Interesting bar clamps. Are they British?


----------



## kevin.decelles (Oct 25, 2020)

Amazing work!  I'd like to be blindfolded and walked in to 'smell' your wood shop...........  then have the tour.  Nothing like the smell of a wood and/or metal shop that is well used.


----------



## francist (Oct 25, 2020)

Are they British? No, Japanese actually. I believe “hatakane” is the name — you can find lots of them out there. I got these ones from Lee Valley many moons ago, very inexpensive but handy as get-out for light weight jobs. They still sell them although I think maybe not by the Japanese name anymore.

The smell of the shop, yes, it can be interesting. Spicy if mahogany is on the menu or lightly acidic from walnut or oak. I have some European olive that seriously smells like pickles when you cut it, and then a plank of white sandalwood I imported from Hawaii. Should have seen the UPS driver with that when he brought it in the driveway — “ you bought this from WHERE?...”.


----------



## francist (Oct 29, 2020)

I took another short week again at work so got to spend some more time on the clock. I want to get it off the bench and get on to other things (I already have but don’t tell anyone).

This the movement in the case as seen from the back of the clock. You can see my modified mounting tabs with the arc-shaped slots. 






Getting screws in (slot head, of course) would be really frustrating were it not for split blade screw starters. I can’t remember the originator of this pattern but I have a set of three knock-offs that work alright. The blade has an angled split up the middle and when you slide the collar down to the tip it causes the two halves of the blade to ride up on each other and grip inside the screw slot. Works great, especially on brass fasteners where a magnetic tip is useless.






Here’s the movement in the case from the front side.

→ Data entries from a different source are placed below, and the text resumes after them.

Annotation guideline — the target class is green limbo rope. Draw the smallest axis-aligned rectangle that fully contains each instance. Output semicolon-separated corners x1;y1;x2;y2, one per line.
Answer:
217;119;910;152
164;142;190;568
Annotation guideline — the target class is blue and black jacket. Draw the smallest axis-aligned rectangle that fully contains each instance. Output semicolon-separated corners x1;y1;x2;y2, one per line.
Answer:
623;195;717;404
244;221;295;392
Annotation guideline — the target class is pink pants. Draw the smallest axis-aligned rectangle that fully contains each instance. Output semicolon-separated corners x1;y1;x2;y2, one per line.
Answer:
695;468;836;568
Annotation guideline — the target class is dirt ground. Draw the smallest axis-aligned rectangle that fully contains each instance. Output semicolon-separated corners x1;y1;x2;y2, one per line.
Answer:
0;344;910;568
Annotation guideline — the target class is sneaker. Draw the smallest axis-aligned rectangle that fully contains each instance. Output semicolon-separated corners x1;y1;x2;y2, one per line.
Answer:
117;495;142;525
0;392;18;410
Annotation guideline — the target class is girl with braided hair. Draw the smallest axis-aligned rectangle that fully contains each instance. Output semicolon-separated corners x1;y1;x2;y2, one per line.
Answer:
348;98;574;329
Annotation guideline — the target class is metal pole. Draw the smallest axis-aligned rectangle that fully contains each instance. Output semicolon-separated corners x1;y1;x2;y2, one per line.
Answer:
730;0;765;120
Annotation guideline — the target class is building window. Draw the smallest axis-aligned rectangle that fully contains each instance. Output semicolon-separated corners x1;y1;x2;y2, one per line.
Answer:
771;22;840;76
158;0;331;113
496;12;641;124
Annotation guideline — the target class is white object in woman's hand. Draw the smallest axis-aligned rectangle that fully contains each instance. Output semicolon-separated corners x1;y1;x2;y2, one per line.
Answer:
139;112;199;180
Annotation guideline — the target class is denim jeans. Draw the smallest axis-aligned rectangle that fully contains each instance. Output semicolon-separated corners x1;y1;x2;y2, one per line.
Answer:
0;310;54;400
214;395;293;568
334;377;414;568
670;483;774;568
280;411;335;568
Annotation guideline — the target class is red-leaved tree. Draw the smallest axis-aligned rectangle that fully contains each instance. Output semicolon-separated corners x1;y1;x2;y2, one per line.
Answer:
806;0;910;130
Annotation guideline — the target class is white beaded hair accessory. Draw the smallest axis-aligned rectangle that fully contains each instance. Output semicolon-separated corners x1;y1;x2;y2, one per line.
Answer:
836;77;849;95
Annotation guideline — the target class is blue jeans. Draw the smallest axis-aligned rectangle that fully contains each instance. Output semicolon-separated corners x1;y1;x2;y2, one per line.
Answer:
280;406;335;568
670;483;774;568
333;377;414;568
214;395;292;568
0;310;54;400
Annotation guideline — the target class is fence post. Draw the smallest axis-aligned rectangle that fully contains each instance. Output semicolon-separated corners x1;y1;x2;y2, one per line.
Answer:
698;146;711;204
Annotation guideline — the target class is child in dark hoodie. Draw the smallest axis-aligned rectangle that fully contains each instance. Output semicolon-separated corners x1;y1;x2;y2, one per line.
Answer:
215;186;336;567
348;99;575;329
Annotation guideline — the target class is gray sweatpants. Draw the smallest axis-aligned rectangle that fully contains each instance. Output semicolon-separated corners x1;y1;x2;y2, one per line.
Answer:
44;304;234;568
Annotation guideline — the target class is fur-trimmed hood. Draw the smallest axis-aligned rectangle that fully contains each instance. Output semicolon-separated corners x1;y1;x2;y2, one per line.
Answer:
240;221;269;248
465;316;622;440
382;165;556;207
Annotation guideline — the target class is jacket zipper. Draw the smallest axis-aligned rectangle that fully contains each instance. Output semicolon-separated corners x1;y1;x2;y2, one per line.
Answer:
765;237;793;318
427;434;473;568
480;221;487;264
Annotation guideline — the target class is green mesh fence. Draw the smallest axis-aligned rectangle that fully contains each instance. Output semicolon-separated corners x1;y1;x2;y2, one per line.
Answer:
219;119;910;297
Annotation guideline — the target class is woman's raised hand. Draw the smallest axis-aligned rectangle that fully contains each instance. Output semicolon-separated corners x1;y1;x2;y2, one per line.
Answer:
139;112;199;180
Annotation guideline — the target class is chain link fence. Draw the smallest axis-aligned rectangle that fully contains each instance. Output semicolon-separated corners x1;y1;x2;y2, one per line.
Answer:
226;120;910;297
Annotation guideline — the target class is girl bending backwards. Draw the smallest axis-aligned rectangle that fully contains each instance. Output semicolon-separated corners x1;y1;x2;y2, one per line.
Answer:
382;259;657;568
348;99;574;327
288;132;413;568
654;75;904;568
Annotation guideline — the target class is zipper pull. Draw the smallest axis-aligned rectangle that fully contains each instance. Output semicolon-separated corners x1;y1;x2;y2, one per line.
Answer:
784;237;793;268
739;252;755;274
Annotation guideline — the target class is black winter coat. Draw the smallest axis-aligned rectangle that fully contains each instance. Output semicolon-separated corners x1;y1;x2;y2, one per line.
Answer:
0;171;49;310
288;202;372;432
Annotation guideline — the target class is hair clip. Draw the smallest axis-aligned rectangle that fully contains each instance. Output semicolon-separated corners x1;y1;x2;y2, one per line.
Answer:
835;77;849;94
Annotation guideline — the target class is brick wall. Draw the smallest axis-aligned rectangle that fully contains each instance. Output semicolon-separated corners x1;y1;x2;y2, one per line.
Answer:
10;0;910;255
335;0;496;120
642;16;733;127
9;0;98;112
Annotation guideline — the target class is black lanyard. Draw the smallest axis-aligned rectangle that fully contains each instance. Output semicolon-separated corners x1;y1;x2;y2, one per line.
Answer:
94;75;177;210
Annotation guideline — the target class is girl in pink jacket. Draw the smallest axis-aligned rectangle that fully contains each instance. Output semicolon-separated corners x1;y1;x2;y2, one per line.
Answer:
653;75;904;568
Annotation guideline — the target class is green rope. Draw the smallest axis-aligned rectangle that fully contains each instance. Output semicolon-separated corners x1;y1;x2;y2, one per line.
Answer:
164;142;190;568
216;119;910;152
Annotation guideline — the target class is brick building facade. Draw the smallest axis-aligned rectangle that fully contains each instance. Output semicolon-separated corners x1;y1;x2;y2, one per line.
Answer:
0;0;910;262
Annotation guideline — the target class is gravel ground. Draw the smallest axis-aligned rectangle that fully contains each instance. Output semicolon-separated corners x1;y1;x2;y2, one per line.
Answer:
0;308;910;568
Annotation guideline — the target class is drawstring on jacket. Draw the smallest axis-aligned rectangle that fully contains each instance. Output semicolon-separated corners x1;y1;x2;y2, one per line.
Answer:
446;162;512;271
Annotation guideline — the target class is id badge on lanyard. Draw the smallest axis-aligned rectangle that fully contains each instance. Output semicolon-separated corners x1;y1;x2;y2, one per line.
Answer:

And here with the front bezel and new lens in place. 










The dial is next. It’s enamel on copper (real enamel, not enamel paint) and mounts to the bezel through the two little V-notches at 9 and 3. Super paranoid about losing these two screws — I do not want to try to cut one of these. Just for kicks I measured the width of the slot in the head, a mere nine-thousandths wide. 










More in a minute....


----------



## francist (Oct 29, 2020)

The back cover works much like the front bezel except instead of two screws it uses four small brass escutcheon pins driven in through the flange. Not a very robust method but nobody has to go in there on a regular basis like you would the front. There are a few really pitted scratch marks that didn’t want to polish out so I left them. 














Last but not least, the hands. There was a little surface rust on parts of them but otherwise not bad. I scuffed them a bit with some grey Scotchbrite, applied some cold bluing followed by a little rub with Boeshield T-9. The minute hand goes on first and is a friction fit onto the barrel. The hour hand is next and fits the small square on the shaft, and the whole mess is retained with a small grooved washer (had to make one) and tapered cross pin. Once the pin is snugged place, you just clip the extra length off either end and call it good.










And that’s all she wrote guys, thanks for following along. On to something else...






-frank


----------



## David_R8 (Oct 29, 2020)

That looks really great Frank, nice work!


----------